Deleting Metadata

Guide to Deleting V7 metadata in your storage bucket

❗️

Permanent Deletion of Data

Performing this action will permanently delete both the item in V7 and the metadata in your storage account. Please make sure you are certain you wish to proceed with this action.

When registering items with external storage, metadata will be added to your storage bucket either by V7 (if readwrite) or by you (read only). Once you are completely finished with an item in V7 then you will want to delete the metadata stored in your cloud storage.

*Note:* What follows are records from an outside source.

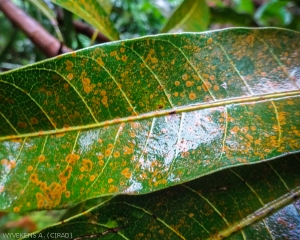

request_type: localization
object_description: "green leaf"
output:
[27,0,64,42]
[254,0,292,26]
[51,0,119,40]
[25,154,300,239]
[0,29,300,211]
[161,0,210,32]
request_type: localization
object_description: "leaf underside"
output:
[0,29,300,212]
[27,154,300,240]
[51,0,119,40]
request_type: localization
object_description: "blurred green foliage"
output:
[0,0,300,236]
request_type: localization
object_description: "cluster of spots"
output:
[27,153,80,209]
[1,158,16,172]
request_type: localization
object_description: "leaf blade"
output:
[0,29,300,210]
[24,154,300,239]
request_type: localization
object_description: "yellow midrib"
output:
[0,90,300,141]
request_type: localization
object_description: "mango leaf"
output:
[161,0,210,32]
[0,29,300,212]
[24,154,300,239]
[27,0,64,42]
[51,0,119,40]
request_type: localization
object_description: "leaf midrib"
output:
[0,90,300,141]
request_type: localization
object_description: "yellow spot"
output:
[90,175,96,182]
[114,151,120,158]
[181,73,189,81]
[67,73,74,81]
[65,191,71,198]
[230,126,240,134]
[14,207,20,212]
[66,153,80,165]
[66,60,74,71]
[107,178,114,184]
[110,51,118,57]
[27,166,33,172]
[214,85,220,91]
[105,148,111,157]
[107,143,114,149]
[38,155,45,162]
[122,55,127,62]
[189,92,197,100]
[121,168,131,178]
[185,81,193,87]
[96,57,104,67]
[98,160,104,167]
[30,117,39,125]
[81,78,93,93]
[29,173,39,183]
[80,159,93,172]
[18,122,27,128]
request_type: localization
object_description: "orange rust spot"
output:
[207,38,213,44]
[98,160,104,167]
[230,126,240,134]
[66,60,74,71]
[65,191,71,198]
[96,57,104,67]
[240,127,249,134]
[90,175,96,182]
[110,51,118,57]
[82,159,93,172]
[67,73,74,81]
[55,133,65,138]
[81,78,93,93]
[123,146,133,155]
[66,153,80,165]
[18,122,27,128]
[27,166,33,172]
[181,73,189,81]
[214,85,220,91]
[38,155,45,162]
[107,143,114,149]
[189,92,197,100]
[185,81,193,87]
[121,168,131,178]
[105,148,111,157]
[29,173,39,183]
[30,117,39,125]
[14,207,20,212]
[114,151,120,158]
[122,55,127,62]
[107,178,114,184]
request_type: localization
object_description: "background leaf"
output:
[52,0,119,40]
[0,29,300,212]
[25,154,300,239]
[161,0,210,32]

Unless you have a GCP integration and have enabled storage.objects.delete permissions, then V7 does not have the ability to clear this data up automatically. This operation will have to be performed with the cloud service hosting your data.

Below is an example script for deleting an item in V7 and in readwrite created metadata in your S3 bucket. Please note that older registered items (registered before 2023) will have a different metadata structure

🚧

Use of Script

Please make sure to double check that you are saving/deleting the relevant S3 metadata. This script is an example template and should be tailored to your individual environment.

'''
DESCRIPTION
When executed from the command line, this script:
- 1: Deletes a given item in V7
- 2: Deletes all associated metadata in S3

USAGE
python3 auto-metadata-deletion.py [-h] team_slug dataset_id item_name [-s3_path]

REQUIRED ARGUMENTS
team_slug: V7 Team slug
dataset_id: V7 Dataset Id containing item
item_name: Name of Item to be deleted

OPTIONAL ARGUMENTS
-h, --help          Print the help message for the function and exit
s3_path: Path to item in S3
'''

import boto3
import requests
import os
import argparse
import logging


def delete_s3_file(bucket_name, file_key) -> None:
    """
        Deletes a single item from an S3 bucket.

    Parameters
    ----------
        bucket_name (str): The S3 bucket name where the item is stored
        file_key (str): The path to the item to be deleted

    Returns
    -------
        None
    """
    try:
        # Delete the file from the S3 bucket
        s3_client.delete_object(Bucket=bucket_name, Key=file_key)
        logging.info(f"File '{file_key}' deleted successfully from bucket '{bucket_name}'.")
    except Exception as e:
        logging.warning(f"Error deleting file '{file_key}' from bucket '{bucket_name}': {str(e)}")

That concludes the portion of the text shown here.